Mobile Handsets are less secure than PC's according to Ovum

In a recent report produced by Finextra, the analyst house Ovum warns banks to consider the security risks associated with mobile phones. (Read here). The analyst, Graham Titterington, makes some valuable observations about the potential security breaches possible on mobile transactions and then recommend that banks should look at the problem holistically.

He conclude that banks should deploy "end-to-end encryption" techniques from the handset to the back-office systems at the bank.

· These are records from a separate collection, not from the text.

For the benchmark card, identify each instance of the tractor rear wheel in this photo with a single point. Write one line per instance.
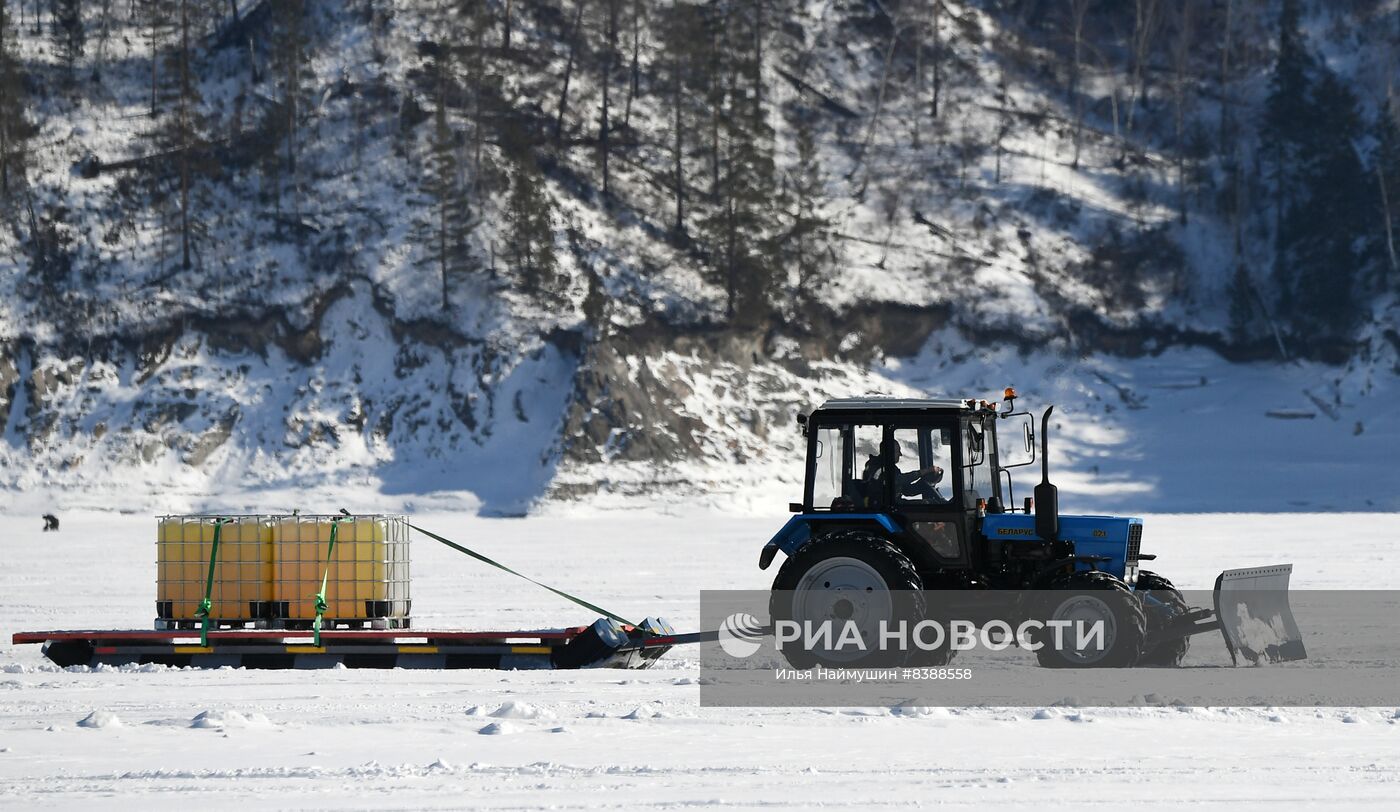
(844, 578)
(1105, 611)
(1152, 585)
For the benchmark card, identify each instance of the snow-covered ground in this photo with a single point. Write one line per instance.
(165, 738)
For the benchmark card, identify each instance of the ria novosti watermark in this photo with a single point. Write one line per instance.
(846, 636)
(954, 648)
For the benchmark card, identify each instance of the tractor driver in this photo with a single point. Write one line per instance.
(916, 485)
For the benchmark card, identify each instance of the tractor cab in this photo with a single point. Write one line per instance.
(926, 472)
(913, 497)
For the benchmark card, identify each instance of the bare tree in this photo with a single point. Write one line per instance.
(1180, 67)
(604, 125)
(1078, 9)
(1227, 46)
(569, 69)
(1144, 30)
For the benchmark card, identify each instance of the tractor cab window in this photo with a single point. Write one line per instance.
(920, 461)
(828, 473)
(867, 487)
(977, 472)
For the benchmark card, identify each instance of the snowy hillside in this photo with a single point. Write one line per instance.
(154, 737)
(492, 254)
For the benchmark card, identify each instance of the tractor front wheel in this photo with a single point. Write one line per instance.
(1162, 602)
(846, 581)
(1101, 623)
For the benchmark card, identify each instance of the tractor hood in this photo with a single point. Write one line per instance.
(1117, 538)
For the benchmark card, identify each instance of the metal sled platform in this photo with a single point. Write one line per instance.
(602, 644)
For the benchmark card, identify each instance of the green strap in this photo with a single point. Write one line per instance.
(500, 566)
(321, 595)
(206, 606)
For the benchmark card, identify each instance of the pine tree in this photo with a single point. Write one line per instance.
(182, 132)
(450, 214)
(14, 126)
(529, 224)
(289, 56)
(69, 34)
(1287, 116)
(738, 228)
(1386, 133)
(1243, 314)
(804, 248)
(1333, 217)
(681, 28)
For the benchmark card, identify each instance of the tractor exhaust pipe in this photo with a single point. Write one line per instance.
(1047, 497)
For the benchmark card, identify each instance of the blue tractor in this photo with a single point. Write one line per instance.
(907, 497)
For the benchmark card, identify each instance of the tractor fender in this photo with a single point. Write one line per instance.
(801, 528)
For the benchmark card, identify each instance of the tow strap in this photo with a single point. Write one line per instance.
(206, 606)
(503, 567)
(321, 597)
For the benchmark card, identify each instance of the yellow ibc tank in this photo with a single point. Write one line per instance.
(242, 570)
(366, 577)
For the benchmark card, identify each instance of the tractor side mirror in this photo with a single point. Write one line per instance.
(1012, 457)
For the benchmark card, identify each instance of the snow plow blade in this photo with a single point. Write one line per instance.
(1255, 616)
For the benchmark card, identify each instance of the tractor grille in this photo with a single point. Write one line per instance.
(1134, 542)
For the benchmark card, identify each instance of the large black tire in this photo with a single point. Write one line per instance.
(863, 564)
(1173, 651)
(1092, 595)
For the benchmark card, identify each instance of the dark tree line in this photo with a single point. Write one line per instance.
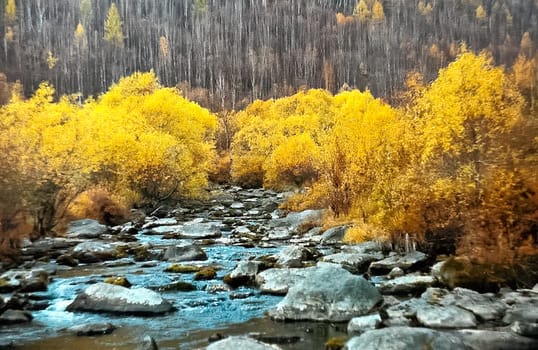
(241, 50)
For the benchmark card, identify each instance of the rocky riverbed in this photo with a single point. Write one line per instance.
(191, 275)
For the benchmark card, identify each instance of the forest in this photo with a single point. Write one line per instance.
(398, 117)
(229, 53)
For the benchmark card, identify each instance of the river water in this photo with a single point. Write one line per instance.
(199, 315)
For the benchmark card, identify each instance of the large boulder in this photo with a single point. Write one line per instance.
(294, 221)
(104, 297)
(95, 251)
(450, 316)
(486, 307)
(200, 230)
(294, 256)
(353, 262)
(328, 293)
(244, 273)
(185, 253)
(278, 281)
(493, 340)
(92, 329)
(334, 234)
(404, 338)
(10, 317)
(407, 284)
(24, 281)
(240, 342)
(85, 228)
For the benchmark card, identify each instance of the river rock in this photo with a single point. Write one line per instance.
(485, 306)
(404, 338)
(200, 230)
(353, 262)
(294, 256)
(148, 343)
(405, 262)
(294, 220)
(10, 317)
(334, 234)
(525, 329)
(92, 329)
(67, 260)
(94, 251)
(240, 342)
(185, 253)
(85, 228)
(278, 281)
(450, 316)
(160, 222)
(407, 284)
(461, 271)
(361, 324)
(244, 273)
(35, 280)
(527, 313)
(103, 297)
(328, 293)
(495, 340)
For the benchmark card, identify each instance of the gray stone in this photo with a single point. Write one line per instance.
(404, 262)
(396, 272)
(148, 343)
(10, 317)
(370, 247)
(406, 284)
(294, 220)
(449, 316)
(244, 273)
(92, 329)
(35, 280)
(525, 329)
(328, 293)
(163, 230)
(522, 312)
(240, 342)
(334, 234)
(279, 234)
(405, 338)
(104, 297)
(85, 228)
(353, 262)
(200, 230)
(358, 325)
(494, 340)
(185, 253)
(160, 222)
(293, 256)
(485, 306)
(278, 281)
(94, 251)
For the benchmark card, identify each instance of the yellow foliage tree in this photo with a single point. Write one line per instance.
(378, 13)
(149, 140)
(266, 125)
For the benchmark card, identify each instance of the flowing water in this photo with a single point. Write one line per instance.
(199, 314)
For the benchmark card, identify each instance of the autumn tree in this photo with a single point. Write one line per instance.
(11, 11)
(378, 13)
(113, 27)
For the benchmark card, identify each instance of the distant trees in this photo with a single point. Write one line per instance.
(453, 164)
(113, 27)
(142, 142)
(243, 50)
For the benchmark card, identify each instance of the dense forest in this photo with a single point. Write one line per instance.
(234, 52)
(397, 117)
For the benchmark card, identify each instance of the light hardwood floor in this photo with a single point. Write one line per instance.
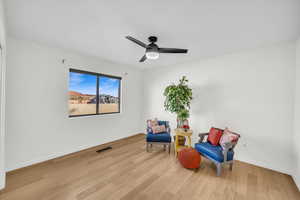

With the increase in computation capability of end-user devices, this is now possible. I cannot agree more.

A few points need to be made though:
  • Mobile banking is fundamentally more secure than Internet banking, because the underlying carrier is more secure. One should not loose sight of this.
  • Encryption based on specific certificates and derived keys are possible with mobile devices because of a dedicated SIM card. This is the perfect way of distributing identity keys - alternatives in the Internet world is cumbersome. This should be utilised in encryption schemes - it is madness not to consider them
  • The encryption algorithms utilised in mobile telephony are already built and available on all handsets. (This is part of the handset license conditions.) Utilising these primitives in encryption schemes must be considered.

Wednesday, July 14, 2010

Implications of multi-SIM users for mobile money services

I a recent article published by CGAP (Read here), the phenomena of multiple SIM cards for one user is discussed. In this article, Jan Chipchase talks about the fact that subscribers often own (and use), more than one SIM card from different operators. Often the subscriber cannot afford two phones (or does not want to carry two phones around). The result is that unique mechanisms and behaviour can be identified in these markets. The most obvious being a market for phones that will accept more than one SIM card.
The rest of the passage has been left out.